There must be something you can do to stop them from telling their horrible stories! Walk away, leave them talking to themselves or something like that.

These neighbors of yours are very ignorant obviously and wouldn't understand your sensitivity.

If they don't understand "I don't want to hear it" then they're not going to understand the why of it.
0 Replies
 
Montana
 
  1  
Reply Sat 10 May, 2003 09:00 pm
Misti
You're right. I have to stop trying to figure out why they do this and simply ask them why. Next time this happens, I'm just gonna ask them why they tell me this stuff when they know it hurts me. I'll say it very nicely and I'm quite sure it will shut them up.

Thanks for your support everyone. You guys are awsome for coming here to comfort me and I assure you it helped tremendously to have friends around who understand and are so caring :-D
0 Replies
 
Rae
 
  1  
Reply Sat 10 May, 2003 09:01 pm
For the life of me, I cannot remember the name of the movie that is coming to mind.....

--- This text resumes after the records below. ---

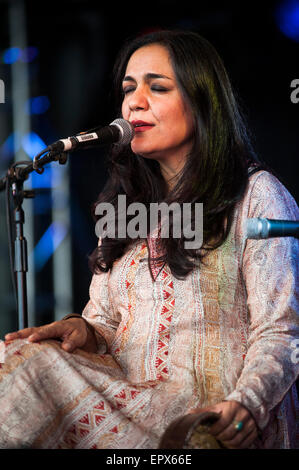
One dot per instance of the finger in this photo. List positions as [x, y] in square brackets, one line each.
[230, 432]
[19, 334]
[242, 440]
[75, 339]
[53, 330]
[240, 436]
[222, 424]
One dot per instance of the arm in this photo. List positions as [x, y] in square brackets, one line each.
[99, 312]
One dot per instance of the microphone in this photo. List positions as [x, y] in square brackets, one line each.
[268, 228]
[119, 131]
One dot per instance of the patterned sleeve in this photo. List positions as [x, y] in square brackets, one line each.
[271, 273]
[99, 311]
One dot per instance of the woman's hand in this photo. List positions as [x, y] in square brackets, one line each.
[224, 429]
[73, 332]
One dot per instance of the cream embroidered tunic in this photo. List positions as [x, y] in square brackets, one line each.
[226, 332]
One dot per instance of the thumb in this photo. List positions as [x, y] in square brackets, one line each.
[74, 340]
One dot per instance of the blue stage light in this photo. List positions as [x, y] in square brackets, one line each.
[32, 144]
[11, 55]
[48, 243]
[287, 18]
[37, 105]
[29, 54]
[10, 146]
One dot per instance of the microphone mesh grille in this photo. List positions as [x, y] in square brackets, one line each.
[126, 131]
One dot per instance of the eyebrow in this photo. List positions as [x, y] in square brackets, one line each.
[148, 76]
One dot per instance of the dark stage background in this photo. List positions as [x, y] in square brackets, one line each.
[56, 63]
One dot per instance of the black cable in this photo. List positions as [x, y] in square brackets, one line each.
[10, 238]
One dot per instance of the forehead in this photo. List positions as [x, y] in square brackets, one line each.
[151, 58]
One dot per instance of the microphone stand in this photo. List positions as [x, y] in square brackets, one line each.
[14, 181]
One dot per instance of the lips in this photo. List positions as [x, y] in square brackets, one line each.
[142, 126]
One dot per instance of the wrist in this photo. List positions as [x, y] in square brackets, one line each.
[91, 342]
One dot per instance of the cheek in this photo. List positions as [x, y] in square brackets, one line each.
[124, 111]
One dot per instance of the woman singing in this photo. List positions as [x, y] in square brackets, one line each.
[170, 330]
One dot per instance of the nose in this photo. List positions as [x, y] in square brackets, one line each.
[138, 100]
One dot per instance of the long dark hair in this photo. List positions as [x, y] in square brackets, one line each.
[216, 171]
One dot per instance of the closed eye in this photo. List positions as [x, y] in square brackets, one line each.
[157, 88]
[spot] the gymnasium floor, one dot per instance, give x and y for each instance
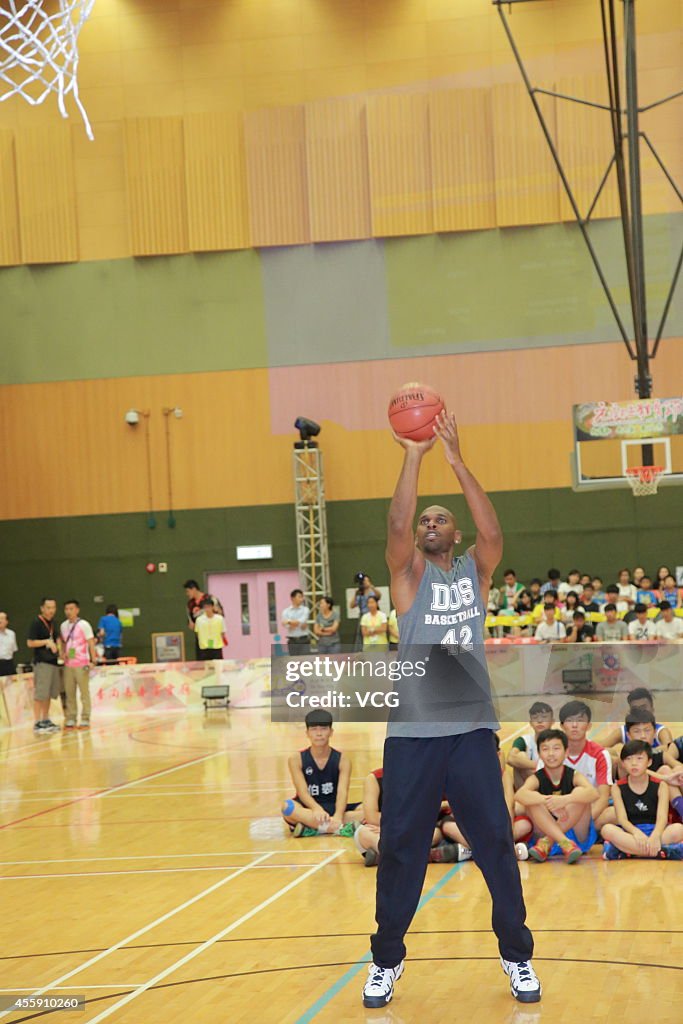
(144, 866)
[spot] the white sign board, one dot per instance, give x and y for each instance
(246, 552)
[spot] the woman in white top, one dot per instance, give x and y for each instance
(7, 646)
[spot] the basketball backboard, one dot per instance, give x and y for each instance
(611, 437)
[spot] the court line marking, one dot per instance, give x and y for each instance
(146, 870)
(166, 856)
(349, 975)
(209, 942)
(146, 928)
(98, 794)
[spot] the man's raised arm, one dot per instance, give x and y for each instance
(487, 548)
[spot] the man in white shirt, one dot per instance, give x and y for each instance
(295, 620)
(641, 628)
(550, 630)
(613, 629)
(668, 627)
(7, 646)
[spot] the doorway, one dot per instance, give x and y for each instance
(253, 603)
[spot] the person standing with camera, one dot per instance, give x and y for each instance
(365, 590)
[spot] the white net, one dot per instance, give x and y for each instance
(39, 50)
(644, 479)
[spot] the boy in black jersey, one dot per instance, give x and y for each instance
(640, 725)
(321, 775)
(641, 804)
(557, 799)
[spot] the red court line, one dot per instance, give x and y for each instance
(99, 793)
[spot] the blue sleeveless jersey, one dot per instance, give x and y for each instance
(443, 631)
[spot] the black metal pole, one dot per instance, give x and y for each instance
(644, 381)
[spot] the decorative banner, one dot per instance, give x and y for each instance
(638, 418)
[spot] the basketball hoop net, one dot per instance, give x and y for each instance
(39, 50)
(644, 479)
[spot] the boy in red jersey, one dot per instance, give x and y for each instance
(641, 804)
(591, 760)
(558, 800)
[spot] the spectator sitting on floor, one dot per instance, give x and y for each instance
(552, 583)
(612, 630)
(645, 595)
(670, 592)
(535, 591)
(668, 627)
(510, 591)
(613, 597)
(550, 629)
(641, 628)
(321, 776)
(523, 756)
(570, 605)
(641, 806)
(581, 631)
(627, 589)
(573, 576)
(558, 800)
(587, 600)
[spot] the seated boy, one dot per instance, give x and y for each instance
(640, 697)
(557, 800)
(641, 804)
(321, 777)
(640, 725)
(523, 755)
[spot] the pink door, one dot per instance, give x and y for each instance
(253, 603)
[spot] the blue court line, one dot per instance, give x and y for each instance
(327, 996)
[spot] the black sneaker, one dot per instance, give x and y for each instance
(378, 990)
(523, 983)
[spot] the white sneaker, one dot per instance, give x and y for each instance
(378, 990)
(523, 983)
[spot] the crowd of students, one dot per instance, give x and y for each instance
(565, 793)
(582, 608)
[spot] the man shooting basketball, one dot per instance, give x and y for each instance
(441, 740)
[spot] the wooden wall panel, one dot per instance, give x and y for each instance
(337, 170)
(10, 250)
(276, 176)
(155, 173)
(462, 157)
(46, 194)
(585, 144)
(399, 158)
(526, 180)
(216, 176)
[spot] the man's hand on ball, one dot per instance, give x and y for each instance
(410, 444)
(445, 429)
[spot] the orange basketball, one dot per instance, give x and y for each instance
(413, 411)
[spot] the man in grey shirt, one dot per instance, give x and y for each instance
(295, 621)
(447, 747)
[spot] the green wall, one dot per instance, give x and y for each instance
(88, 555)
(468, 291)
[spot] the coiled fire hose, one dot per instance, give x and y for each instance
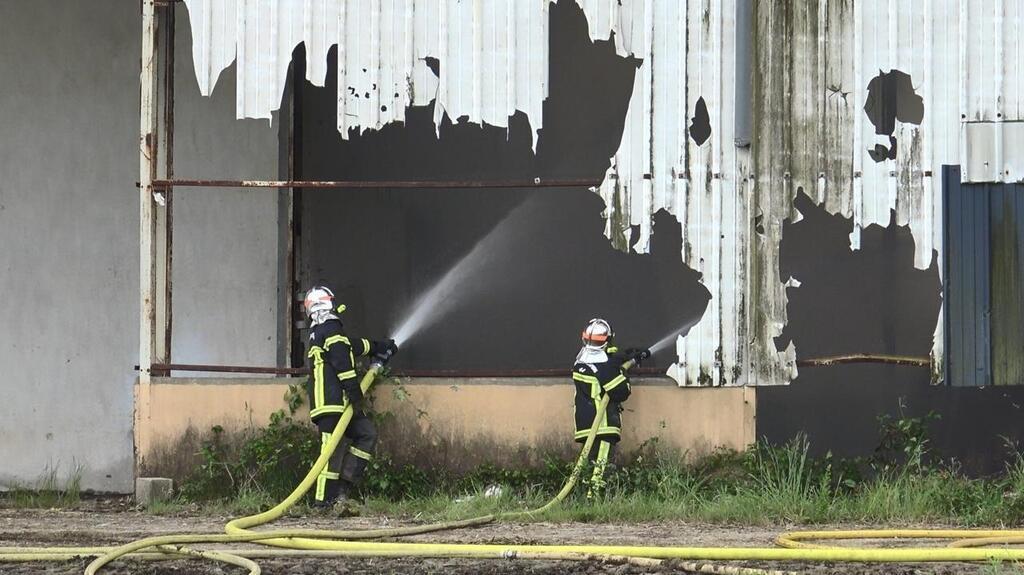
(795, 546)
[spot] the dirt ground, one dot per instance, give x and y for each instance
(108, 525)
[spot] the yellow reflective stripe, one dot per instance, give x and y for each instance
(317, 355)
(600, 431)
(359, 453)
(334, 340)
(321, 487)
(614, 383)
(584, 378)
(322, 478)
(600, 462)
(328, 409)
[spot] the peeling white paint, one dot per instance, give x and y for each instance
(812, 65)
(494, 55)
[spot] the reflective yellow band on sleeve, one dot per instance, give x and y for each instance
(614, 383)
(578, 377)
(328, 409)
(334, 340)
(359, 453)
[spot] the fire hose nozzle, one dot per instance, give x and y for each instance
(383, 356)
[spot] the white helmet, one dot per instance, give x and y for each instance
(318, 298)
(596, 337)
(597, 334)
(320, 305)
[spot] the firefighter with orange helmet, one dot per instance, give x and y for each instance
(333, 386)
(599, 371)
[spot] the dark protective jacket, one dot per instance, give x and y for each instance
(333, 383)
(593, 381)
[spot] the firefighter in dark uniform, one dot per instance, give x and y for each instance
(598, 371)
(333, 386)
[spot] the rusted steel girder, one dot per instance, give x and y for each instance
(912, 361)
(536, 182)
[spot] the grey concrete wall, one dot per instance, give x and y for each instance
(69, 228)
(69, 219)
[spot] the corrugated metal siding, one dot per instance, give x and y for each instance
(985, 281)
(494, 55)
(1007, 283)
(967, 289)
(813, 62)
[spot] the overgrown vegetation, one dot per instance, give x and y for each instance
(901, 482)
(48, 491)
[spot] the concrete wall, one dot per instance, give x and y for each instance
(459, 423)
(69, 221)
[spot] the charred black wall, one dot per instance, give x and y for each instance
(525, 308)
(872, 301)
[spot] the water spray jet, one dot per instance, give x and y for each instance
(442, 296)
(674, 336)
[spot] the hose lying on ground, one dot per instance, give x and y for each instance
(307, 542)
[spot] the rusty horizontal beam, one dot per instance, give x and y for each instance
(340, 184)
(915, 361)
(552, 372)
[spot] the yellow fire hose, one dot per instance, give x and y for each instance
(794, 546)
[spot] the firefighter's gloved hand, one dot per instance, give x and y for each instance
(354, 394)
(385, 350)
(637, 354)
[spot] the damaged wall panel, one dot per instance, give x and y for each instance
(860, 103)
(856, 102)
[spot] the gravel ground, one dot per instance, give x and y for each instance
(113, 523)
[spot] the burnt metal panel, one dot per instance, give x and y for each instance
(1007, 288)
(966, 290)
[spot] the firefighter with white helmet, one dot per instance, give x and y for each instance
(333, 386)
(598, 371)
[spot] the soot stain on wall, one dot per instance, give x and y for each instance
(381, 249)
(872, 301)
(891, 97)
(700, 123)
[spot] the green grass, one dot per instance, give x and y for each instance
(46, 492)
(901, 484)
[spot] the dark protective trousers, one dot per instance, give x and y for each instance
(599, 456)
(346, 466)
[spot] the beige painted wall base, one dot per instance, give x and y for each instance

A woman goes around and urinates near all the hunting platforms she finds because she knows that the deer will steer clear of the area upon smelling her urine.....

Hold your ground, Montana.
0 Replies
 
Montana
 
  1  
Reply Sat 10 May, 2003 10:09 pm
Rae
LOL! I'd love to see that movie, hahaha! Now that's my kind of gal. Thanks Rae. I'm standing firm ;-) My mom still doesn't understand why I take it so seriously. She just doesn't realize the mental images that stay in my mind when these people tell me this stuff. I'm extremely sensative about the issue and she has to learn to respect that fact. We talked about it again earlier and I just told her that if she expects me to respect her feelings then she needs to respect mine as well. She is so afraid that I'm gonna go off on someone and offend them, but she's doesn't seem concerned about how offended I've been. I love my mother to death, but hey, I've got feelings.